Metas y Deseos

Esta semana leemos la Perashá Vaiakel (ויקהל), en el libro de Shemot (Éxodo 35:1–38:20). Es una porción que, a simple vista, describe la construcción del Mishkán —el Tabernáculo— con minuciosos detalles técnicos. Sin embargo, como toda sección de la Torá, encierra una enseñanza eterna para nuestra vida espiritual.

La Torá nos dice repetidamente: “Kol nediv lev” —“Todo aquel cuyo corazón lo impulse”. No se trataba únicamente de aportar oro, plata o telas preciosas. Se trataba de algo mucho más profundo: ofrecer el corazón. El Mishkán no fue construido por arquitectos formados ni por artesanos con años de experiencia; fue edificado por hombres y mujeres que, hasta poco tiempo antes, eran esclavos en Egipto. No poseían entrenamiento profesional ni habilidades extraordinarias.
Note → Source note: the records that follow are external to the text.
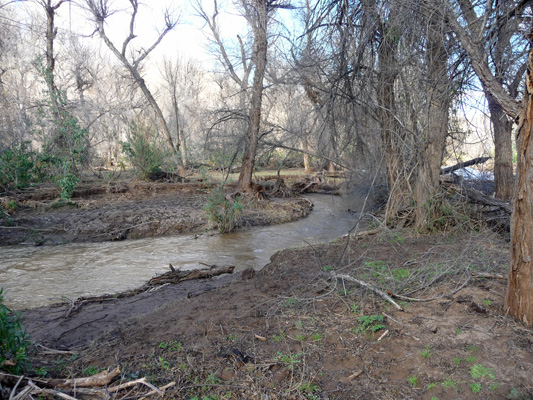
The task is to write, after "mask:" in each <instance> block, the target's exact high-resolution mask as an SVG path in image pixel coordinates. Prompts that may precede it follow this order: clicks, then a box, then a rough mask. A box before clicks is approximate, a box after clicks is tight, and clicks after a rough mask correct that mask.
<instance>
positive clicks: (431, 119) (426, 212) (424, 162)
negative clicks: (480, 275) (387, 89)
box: [414, 13, 450, 229]
mask: <svg viewBox="0 0 533 400" xmlns="http://www.w3.org/2000/svg"><path fill="white" fill-rule="evenodd" d="M442 26H443V24H442V23H441V21H440V20H439V16H438V14H435V13H433V14H431V15H430V16H429V23H428V44H427V51H426V63H427V75H428V77H427V79H428V88H427V90H428V92H427V99H428V100H427V101H428V106H427V107H428V123H427V126H426V129H425V130H424V132H423V135H422V137H421V138H417V141H418V143H417V147H418V160H417V161H418V168H417V170H416V178H415V179H416V180H415V184H414V199H415V227H416V228H418V229H423V228H424V227H426V226H428V225H429V224H430V222H431V218H432V214H433V211H434V210H435V208H436V207H438V204H437V202H436V201H435V193H436V191H437V189H438V186H439V175H440V167H441V165H442V157H443V154H444V147H445V145H446V135H447V133H448V116H449V107H450V87H449V79H448V71H447V63H448V52H447V49H446V44H445V42H444V41H445V35H444V32H443V31H442Z"/></svg>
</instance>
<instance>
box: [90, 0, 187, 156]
mask: <svg viewBox="0 0 533 400" xmlns="http://www.w3.org/2000/svg"><path fill="white" fill-rule="evenodd" d="M84 4H85V6H86V7H87V9H88V10H89V12H90V13H91V14H92V16H93V19H94V23H95V25H96V30H97V32H98V34H99V35H100V37H101V38H102V40H103V41H104V43H105V44H106V46H107V47H108V48H109V50H111V52H112V53H113V55H115V57H116V58H117V59H118V60H119V61H120V62H121V63H122V65H123V66H124V67H125V68H126V69H127V70H128V72H129V73H130V75H131V77H132V79H133V80H134V82H135V84H136V85H137V86H138V87H139V88H140V89H141V91H142V93H143V94H144V96H145V98H146V100H147V101H148V103H149V104H150V107H152V109H153V110H154V113H155V116H156V118H157V120H158V121H159V124H160V127H161V129H162V131H163V133H164V135H165V137H166V140H167V143H168V146H169V148H170V149H171V150H172V151H173V152H174V153H176V154H177V152H178V151H179V143H178V145H177V146H176V145H174V141H173V140H172V135H171V133H170V130H169V128H168V124H167V122H166V120H165V117H164V115H163V112H162V111H161V108H160V107H159V104H158V103H157V101H156V100H155V98H154V96H153V95H152V92H151V91H150V89H149V88H148V86H147V85H146V82H145V81H144V78H143V77H142V75H141V72H140V66H141V64H142V62H143V61H144V60H145V59H146V57H148V55H149V54H150V53H151V52H152V51H153V50H154V49H155V48H156V47H157V46H158V45H159V43H161V41H162V40H163V38H164V37H165V35H166V34H167V33H168V32H170V31H171V30H172V29H174V27H175V26H176V24H177V20H176V19H174V18H173V17H172V15H171V14H170V13H169V12H166V13H165V16H164V17H165V25H164V28H163V30H162V31H161V32H160V33H159V36H158V37H157V39H156V40H155V41H154V42H153V43H152V45H151V46H149V47H148V48H147V49H144V48H143V49H142V50H140V51H139V52H137V54H138V55H137V56H133V55H132V54H133V53H130V57H131V59H129V58H128V55H127V53H128V49H129V45H130V44H131V42H132V41H133V40H134V39H135V38H136V35H135V29H134V28H135V19H136V17H137V13H138V11H139V2H138V0H130V6H131V17H130V23H129V28H130V29H129V35H128V36H127V37H126V38H125V39H124V41H123V42H122V47H121V49H120V50H119V49H118V48H117V47H116V46H115V44H114V43H113V42H112V41H111V39H109V37H108V36H107V34H106V31H105V23H106V19H107V18H108V17H109V16H110V15H111V14H113V11H112V10H111V3H110V1H108V0H84Z"/></svg>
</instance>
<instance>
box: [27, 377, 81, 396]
mask: <svg viewBox="0 0 533 400" xmlns="http://www.w3.org/2000/svg"><path fill="white" fill-rule="evenodd" d="M28 385H29V386H31V387H32V388H33V390H35V392H36V393H46V394H51V395H53V396H58V397H61V398H63V399H66V400H78V399H76V398H75V397H72V396H69V395H68V394H65V393H62V392H58V391H57V390H52V389H42V388H40V387H39V386H37V385H36V384H35V383H33V382H32V381H31V380H30V381H29V382H28ZM32 392H33V391H32Z"/></svg>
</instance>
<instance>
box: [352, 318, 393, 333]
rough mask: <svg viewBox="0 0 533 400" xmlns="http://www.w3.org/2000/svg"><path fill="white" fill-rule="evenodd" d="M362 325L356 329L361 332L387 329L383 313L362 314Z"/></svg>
mask: <svg viewBox="0 0 533 400" xmlns="http://www.w3.org/2000/svg"><path fill="white" fill-rule="evenodd" d="M358 321H359V323H360V326H358V327H357V328H356V329H355V330H356V331H359V332H377V331H379V330H381V329H386V328H387V327H386V326H385V324H384V323H383V322H384V319H383V315H362V316H360V317H359V318H358Z"/></svg>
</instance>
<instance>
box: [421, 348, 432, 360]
mask: <svg viewBox="0 0 533 400" xmlns="http://www.w3.org/2000/svg"><path fill="white" fill-rule="evenodd" d="M420 354H421V355H422V357H424V359H425V360H426V361H429V359H430V358H431V355H432V354H431V346H426V348H425V349H424V350H422V351H421V352H420Z"/></svg>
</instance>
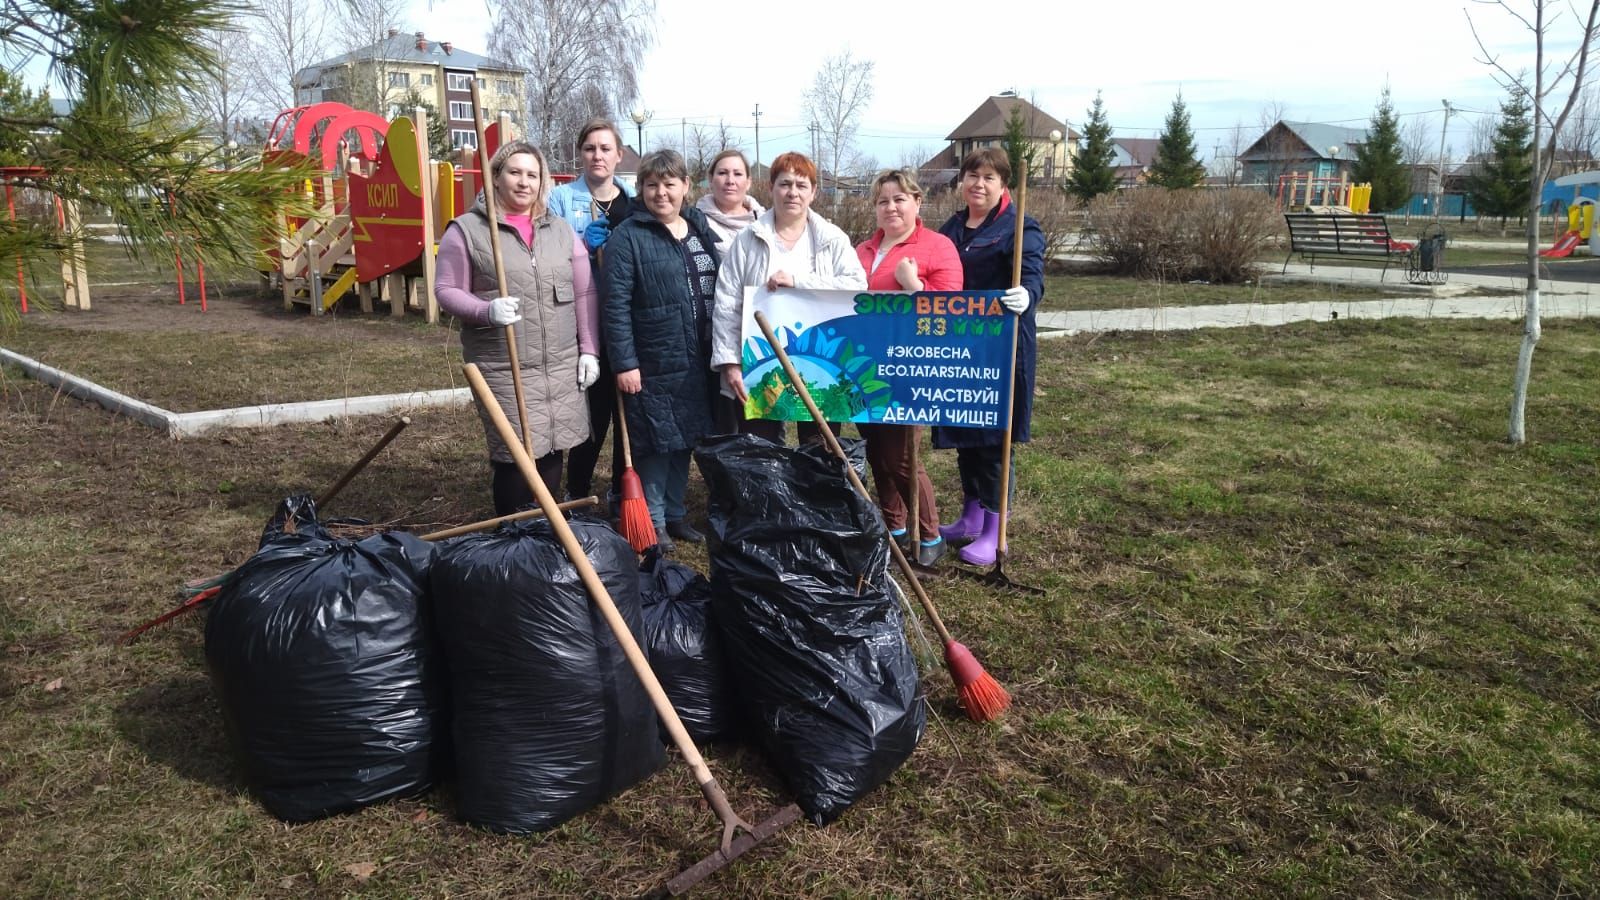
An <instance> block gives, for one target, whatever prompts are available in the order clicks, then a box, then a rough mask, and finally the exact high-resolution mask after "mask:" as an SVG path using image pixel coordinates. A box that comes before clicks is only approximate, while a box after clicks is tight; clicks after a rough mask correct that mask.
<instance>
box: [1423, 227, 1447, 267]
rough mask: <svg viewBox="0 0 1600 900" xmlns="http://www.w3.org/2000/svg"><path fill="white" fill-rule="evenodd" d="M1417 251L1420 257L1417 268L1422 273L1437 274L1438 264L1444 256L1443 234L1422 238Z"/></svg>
mask: <svg viewBox="0 0 1600 900" xmlns="http://www.w3.org/2000/svg"><path fill="white" fill-rule="evenodd" d="M1418 250H1419V251H1421V256H1422V258H1421V261H1419V266H1418V267H1419V269H1421V271H1424V272H1437V271H1438V263H1440V259H1443V256H1445V232H1438V234H1430V235H1426V237H1422V240H1421V242H1419V245H1418Z"/></svg>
¿Entonces cómo lograron crear una morada tan sublime para la Presencia Divina?

Nuestros Sabios explican que el deseo sincero despertó en ellos capacidades que desconocían poseer. Cuando el corazón arde con anhelo de servir al Creador, el Cielo concede las herramientas necesarias. La voluntad precede a la habilidad. Primero el impulso interior; luego, la bendición que lo concreta.

Esta es una lección fundamental en la vida del judío. Con frecuencia sentimos inspiración: comenzar un proyecto de estudio, fortalecer el Shabat, mejorar nuestro carácter, ayudar a otro. Pero enseguida surge la voz de la duda: “¿Seré capaz? ¿Tengo tiempo? ¿Es realmente para mí?”. La parashá nos enseña que, cuando la intención es construir un “Mishkán” en nuestra vida —un espacio donde la Shejiná pueda habitar—, no debemos paralizarnos por nuestras limitaciones aparentes.

El Santo, Bendito Sea, no exige perfección previa; pide un corazón dispuesto.

Que en esta semana de Vaiakel podamos reunir —como indica su nombre, “y congregó”— nuestras fuerzas dispersas, nuestros talentos y anhelos, y orientarlos hacia un propósito sagrado. Cuando el corazón se ofrece con sinceridad, el Creador completa aquello que nos falta.

Que sepamos dar el primer paso, y que veamos cómo, con ayuda del Cielo, se abren los caminos delante de nosotros.